Yargıtay Kararı 10. Hukuk Dairesi 2013/9635 E. 2013/12966 K. 10.06.2013 T.

YARGITAY KARARI
DAİRE : 10. Hukuk Dairesi
ESAS NO : 2013/9635
KARAR NO : 2013/12966
KARAR TARİHİ : 10.06.2013

Mahkemesi :Asliye Hukuk(İş) Mahkemesi

Davacı, davalı … nezdinde 01.04.1993 tarihinde çalıştığının ve bu tarihin sigorta başlangıç tarihi olduğunun tespitine karar verilmesini istemiştir.
Mahkeme, ilâmında belirtildiği şekilde davanın kabulüne karar vermiştir.
Hükmün, davalılar avukatları tarafından temyiz edilmesi üzerine, temyiz isteklerinin süresinde olduğu anlaşıldıktan ve Tetkik Hâkimi … tarafından düzenlenen raporla dosyadaki kağıtlar okunduktan sonra işin gereği düşünüldü ve aşağıdaki karar tespit edildi.
Davacı, davalı … nezdinde 01.04.1993 tarihinde çalıştığının ve bu tarihin sigorta başlangıç tarihi olduğunun tespitini talep etmiş; Mahkemece, davacının sigorta başlangıç tarihinin 01.04.1993 olduğunun tespiti suretiyle, davanın kabulüne karar verilmiş ise de; hüküm, eksik inceleme ve araştırmaya dayalıdır.
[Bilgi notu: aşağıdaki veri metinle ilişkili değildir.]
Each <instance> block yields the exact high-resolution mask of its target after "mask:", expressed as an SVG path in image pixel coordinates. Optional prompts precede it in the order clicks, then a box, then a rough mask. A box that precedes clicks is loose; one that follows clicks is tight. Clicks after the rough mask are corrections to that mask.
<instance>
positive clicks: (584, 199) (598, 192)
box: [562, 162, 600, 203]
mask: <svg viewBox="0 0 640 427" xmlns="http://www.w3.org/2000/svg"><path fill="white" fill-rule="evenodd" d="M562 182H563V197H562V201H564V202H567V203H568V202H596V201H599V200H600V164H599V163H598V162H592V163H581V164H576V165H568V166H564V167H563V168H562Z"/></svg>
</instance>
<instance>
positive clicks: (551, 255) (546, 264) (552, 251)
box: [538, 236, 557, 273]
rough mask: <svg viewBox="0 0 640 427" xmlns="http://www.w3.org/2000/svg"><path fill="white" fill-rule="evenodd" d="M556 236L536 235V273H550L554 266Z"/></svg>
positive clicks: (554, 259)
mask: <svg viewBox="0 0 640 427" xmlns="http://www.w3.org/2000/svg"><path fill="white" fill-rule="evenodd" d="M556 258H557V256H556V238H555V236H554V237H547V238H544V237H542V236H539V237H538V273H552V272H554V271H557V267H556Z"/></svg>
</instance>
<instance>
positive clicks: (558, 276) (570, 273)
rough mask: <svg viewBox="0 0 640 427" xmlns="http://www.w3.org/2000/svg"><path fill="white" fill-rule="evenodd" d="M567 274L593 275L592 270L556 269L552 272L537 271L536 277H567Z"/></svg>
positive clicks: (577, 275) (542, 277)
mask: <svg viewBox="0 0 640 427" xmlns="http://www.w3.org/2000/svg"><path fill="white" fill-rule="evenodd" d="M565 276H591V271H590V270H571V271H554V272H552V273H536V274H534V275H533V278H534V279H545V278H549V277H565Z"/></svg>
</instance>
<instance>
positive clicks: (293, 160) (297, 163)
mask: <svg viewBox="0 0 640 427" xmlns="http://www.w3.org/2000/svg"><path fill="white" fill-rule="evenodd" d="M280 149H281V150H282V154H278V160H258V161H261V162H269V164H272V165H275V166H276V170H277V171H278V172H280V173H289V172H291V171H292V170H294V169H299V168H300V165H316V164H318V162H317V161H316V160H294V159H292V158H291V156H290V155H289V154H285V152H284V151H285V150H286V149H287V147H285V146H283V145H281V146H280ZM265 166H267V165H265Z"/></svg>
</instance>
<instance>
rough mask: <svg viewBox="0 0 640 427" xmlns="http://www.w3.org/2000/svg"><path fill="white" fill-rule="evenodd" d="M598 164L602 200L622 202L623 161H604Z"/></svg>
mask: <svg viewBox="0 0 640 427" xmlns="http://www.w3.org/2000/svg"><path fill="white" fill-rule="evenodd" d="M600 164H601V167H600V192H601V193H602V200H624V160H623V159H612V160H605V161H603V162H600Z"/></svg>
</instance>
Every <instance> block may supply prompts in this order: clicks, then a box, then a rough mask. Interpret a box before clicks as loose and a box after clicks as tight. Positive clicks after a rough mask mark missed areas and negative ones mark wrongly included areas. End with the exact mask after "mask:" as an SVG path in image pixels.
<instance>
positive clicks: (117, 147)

Zira, dava doğru hasıma karşı açılmadığı gibi, dosyada mevcut deliller de, sübut konusunda tam bir kanaat ortaya koymamaktadır.
Husumet konusu, Hukuk Usulü Muhakemeleri Kanununun 187. maddesinde (Hukuk Muhakemeleri Kanunu’nun 116. maddesinde) yer alan ilk itirazlardan olmadığından davanın her aşamasında ileri sürülebilir. Taraflarca ileri sürülmese dahi gerek mahkemece, gerekse Yargıtay’ca, tarafların bu yönde bir savunmasının olup olmadığına bakılmaksızın kendiliğinden göz önünde tutulur.
Öte yandan, taraf ehliyeti, davada taraf olabilme yeteneğidir. Taraf ehliyeti, Medeni Hukuktaki medeni haklardan istifade (hak) ehliyetinin Medeni Usul hukukunda büründüğü şekildir. Kimlerin taraf ehliyetine sahip bulunduğu Medeni Kanuna göre belirlenir (HUMK m.38, TMK m.8 ve m.48). Buna göre, medeni haklardan istifade (hak) ehliyeti bulunan her gerçek (TMK m.8) ve tüzel (TMK m.48) kişi, davada taraf olabilme ehliyetine de sahiptir. (Yargıtay Hukuk Genel Kurulu’nun 12.12.2007 tarih ve 2007/5-972 Esas, 2007/972 Karar sayılı ilamı) Bu yönde, davalı … Müdürlüğünün ayrı tüzel kişiliği bulunmadığı için, bu davalı davada taraf ehliyetine sahip değildir. Bu davada taraf ehliyeti bu bölge müdürlüğüne değil, onun bağlı olduğu TÜİK Başkanlığına aittir. Hal böyle olunca,
Bölge Müdürlüğüne karşı dava açılırsa; dava, Bölge Müdürlüğünün taraf ehliyeti (tüzel kişiliği) olmaması nedeniyle reddedilemez. Çünkü, davacının amacı Devlet tüzel kişiliğini (TÜİK Başkanlığını) dava etmektir. Davacı, davasını yanlış kuruma yöneltmekle, hasımda değil, temsilci de yanılmış olmaktadır. Bu durumda, temsilcide yanılgıya ilişkin yanlışlık düzeltilerek Mahkemece, husumet yöneltilmesi sağlanacak olan TÜİK Başkanlığına dava dilekçesi ve duruşma günü tebliğ edilerek; bu davalının göstereceği deliller de toplanmalıdır.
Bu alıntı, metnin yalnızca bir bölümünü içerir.